I read somewhere else that the Polish bishops asked the pope to refrain from condemning the Nazis because any condemnation only would increase persecution. Maybe somebody else knows whether this is true or not.
FrMichael
“In such a massive institution, the change will take decades to filter throughout the world…”
Change will occur much faster if the perverts and their enablers are tossed into prison in great numbers.
Joseph D'Hippolito
“Change will occur much faster if the perverts and their enablers are tossed into prison in great numbers.”
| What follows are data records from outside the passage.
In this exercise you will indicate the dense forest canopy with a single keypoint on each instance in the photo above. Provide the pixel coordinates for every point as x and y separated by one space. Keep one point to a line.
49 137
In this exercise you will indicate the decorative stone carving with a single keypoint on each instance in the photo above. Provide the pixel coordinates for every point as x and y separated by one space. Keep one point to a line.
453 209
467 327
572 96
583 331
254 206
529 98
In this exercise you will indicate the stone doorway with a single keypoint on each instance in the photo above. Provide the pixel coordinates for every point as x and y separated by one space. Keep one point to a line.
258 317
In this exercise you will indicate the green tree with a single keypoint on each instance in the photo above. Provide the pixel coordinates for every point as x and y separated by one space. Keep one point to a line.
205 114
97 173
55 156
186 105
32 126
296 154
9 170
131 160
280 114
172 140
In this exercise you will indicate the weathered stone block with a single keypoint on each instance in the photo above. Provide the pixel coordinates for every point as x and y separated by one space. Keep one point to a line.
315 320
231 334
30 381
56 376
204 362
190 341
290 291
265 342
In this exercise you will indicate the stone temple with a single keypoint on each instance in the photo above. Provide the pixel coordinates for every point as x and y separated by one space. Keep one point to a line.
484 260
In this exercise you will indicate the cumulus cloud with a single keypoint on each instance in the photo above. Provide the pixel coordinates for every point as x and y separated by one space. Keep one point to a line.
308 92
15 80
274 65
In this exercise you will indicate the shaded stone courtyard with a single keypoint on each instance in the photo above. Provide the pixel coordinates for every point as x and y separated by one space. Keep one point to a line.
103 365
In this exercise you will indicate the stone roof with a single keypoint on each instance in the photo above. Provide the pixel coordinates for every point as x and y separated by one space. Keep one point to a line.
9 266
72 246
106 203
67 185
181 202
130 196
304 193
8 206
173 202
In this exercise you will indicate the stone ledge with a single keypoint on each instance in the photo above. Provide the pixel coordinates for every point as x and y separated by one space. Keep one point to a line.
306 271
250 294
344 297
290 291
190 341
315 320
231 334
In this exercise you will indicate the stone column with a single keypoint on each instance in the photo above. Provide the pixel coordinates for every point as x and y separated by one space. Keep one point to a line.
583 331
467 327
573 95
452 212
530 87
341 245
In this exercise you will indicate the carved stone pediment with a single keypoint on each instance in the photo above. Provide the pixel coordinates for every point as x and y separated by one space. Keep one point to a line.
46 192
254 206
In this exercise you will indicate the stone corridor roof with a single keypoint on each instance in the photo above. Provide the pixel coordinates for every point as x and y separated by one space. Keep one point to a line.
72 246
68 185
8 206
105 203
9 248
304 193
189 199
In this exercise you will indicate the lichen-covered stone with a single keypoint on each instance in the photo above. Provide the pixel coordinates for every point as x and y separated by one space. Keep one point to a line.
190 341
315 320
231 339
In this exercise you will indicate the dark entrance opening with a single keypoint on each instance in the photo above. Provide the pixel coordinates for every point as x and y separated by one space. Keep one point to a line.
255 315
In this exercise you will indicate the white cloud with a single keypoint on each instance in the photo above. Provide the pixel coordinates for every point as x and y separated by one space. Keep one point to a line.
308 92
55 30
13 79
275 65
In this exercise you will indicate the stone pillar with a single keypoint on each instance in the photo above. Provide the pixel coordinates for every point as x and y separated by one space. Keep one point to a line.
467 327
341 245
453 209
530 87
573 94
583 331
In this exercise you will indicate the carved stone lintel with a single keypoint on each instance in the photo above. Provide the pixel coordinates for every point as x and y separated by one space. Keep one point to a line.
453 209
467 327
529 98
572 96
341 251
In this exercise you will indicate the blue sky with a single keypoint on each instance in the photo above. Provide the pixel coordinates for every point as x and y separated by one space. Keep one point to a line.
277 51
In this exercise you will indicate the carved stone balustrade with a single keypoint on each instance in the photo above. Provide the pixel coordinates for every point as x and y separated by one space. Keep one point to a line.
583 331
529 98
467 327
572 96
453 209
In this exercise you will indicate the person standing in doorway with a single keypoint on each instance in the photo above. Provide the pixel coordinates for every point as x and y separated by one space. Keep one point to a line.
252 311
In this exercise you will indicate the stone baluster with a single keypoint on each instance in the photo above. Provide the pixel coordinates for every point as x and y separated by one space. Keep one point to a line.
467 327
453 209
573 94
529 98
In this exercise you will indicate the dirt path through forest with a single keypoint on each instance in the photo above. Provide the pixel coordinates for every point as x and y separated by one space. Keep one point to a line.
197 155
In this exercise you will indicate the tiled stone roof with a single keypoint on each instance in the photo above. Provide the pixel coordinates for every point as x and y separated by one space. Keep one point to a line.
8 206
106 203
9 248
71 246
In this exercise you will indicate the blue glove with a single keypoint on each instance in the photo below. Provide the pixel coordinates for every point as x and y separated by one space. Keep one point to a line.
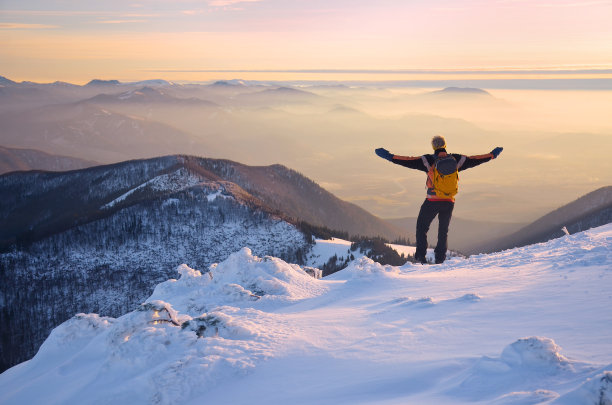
383 153
495 152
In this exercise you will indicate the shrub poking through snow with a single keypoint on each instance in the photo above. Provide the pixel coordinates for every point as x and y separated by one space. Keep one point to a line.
203 326
161 312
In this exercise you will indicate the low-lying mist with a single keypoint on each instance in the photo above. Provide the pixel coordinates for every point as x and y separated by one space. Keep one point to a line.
555 143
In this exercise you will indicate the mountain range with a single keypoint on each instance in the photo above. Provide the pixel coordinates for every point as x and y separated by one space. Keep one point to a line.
12 159
99 239
590 210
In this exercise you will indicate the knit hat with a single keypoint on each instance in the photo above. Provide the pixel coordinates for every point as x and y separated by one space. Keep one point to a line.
438 142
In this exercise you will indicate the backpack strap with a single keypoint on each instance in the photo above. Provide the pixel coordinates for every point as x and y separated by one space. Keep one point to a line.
461 161
426 162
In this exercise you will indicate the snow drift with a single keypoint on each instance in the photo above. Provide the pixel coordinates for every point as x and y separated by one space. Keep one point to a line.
524 326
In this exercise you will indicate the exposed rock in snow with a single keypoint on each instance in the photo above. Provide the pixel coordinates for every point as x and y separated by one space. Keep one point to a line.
370 334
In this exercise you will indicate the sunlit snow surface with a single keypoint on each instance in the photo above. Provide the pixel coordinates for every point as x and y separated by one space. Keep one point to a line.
524 326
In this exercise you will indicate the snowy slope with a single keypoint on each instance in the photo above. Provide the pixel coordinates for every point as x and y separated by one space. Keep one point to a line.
526 326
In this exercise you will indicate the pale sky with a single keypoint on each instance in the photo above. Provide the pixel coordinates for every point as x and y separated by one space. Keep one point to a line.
77 40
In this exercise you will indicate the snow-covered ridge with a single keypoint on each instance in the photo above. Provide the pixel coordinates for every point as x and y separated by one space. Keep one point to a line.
178 180
524 326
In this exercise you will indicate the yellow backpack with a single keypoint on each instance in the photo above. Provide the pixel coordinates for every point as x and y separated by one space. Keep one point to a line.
443 177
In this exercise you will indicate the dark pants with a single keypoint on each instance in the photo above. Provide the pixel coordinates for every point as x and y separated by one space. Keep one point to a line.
429 210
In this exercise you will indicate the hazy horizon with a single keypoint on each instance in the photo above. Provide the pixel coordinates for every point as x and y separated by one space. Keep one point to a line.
555 141
370 70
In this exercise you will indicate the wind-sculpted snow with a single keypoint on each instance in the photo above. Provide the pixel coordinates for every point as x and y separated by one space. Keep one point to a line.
526 326
238 280
191 333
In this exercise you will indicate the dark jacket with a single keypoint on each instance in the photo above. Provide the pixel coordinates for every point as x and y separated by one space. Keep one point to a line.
463 162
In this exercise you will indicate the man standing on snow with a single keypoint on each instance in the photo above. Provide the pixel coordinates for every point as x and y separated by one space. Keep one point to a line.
442 179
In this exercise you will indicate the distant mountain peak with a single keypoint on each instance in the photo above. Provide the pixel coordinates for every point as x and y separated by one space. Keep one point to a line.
229 83
99 82
4 81
151 83
462 90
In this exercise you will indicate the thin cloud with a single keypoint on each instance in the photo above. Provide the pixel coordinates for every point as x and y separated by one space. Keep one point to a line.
19 26
224 3
120 21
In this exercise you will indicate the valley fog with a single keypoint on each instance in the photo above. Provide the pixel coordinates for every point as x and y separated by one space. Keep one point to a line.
555 142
What the Church needs is a George Patton for a Pope, not another isolated, effete, arcane
European intellectual.
Perverts and their enablers should not be tossed into prison. They should be recalled to Rome and publicly executed. If destroying faith in a loving, compassionate, righteous God is not a capital offense (outside of murder), then I don’t know what is.
Augusta Wynn
Has anyone read Cornwell’s “Hitler’s Pope?” Eugenio Pacelli had quite an unusual upbringing, being raised in a household where his father and grandfather were curial lawyers. As Bishop Pacelli, he was papal nuncio in Bavaria until 1920 when he was made the nuncio to Berlin, where he remained until 1929, and arranged the signing of the Vatican Concordat with Adolph Hitler.
This episcopal collaboration with the Nazis prompted Pope John to call the Second Vatican Council, and primacy of conscience reigned supreme. Still does, thank All That Is Holy.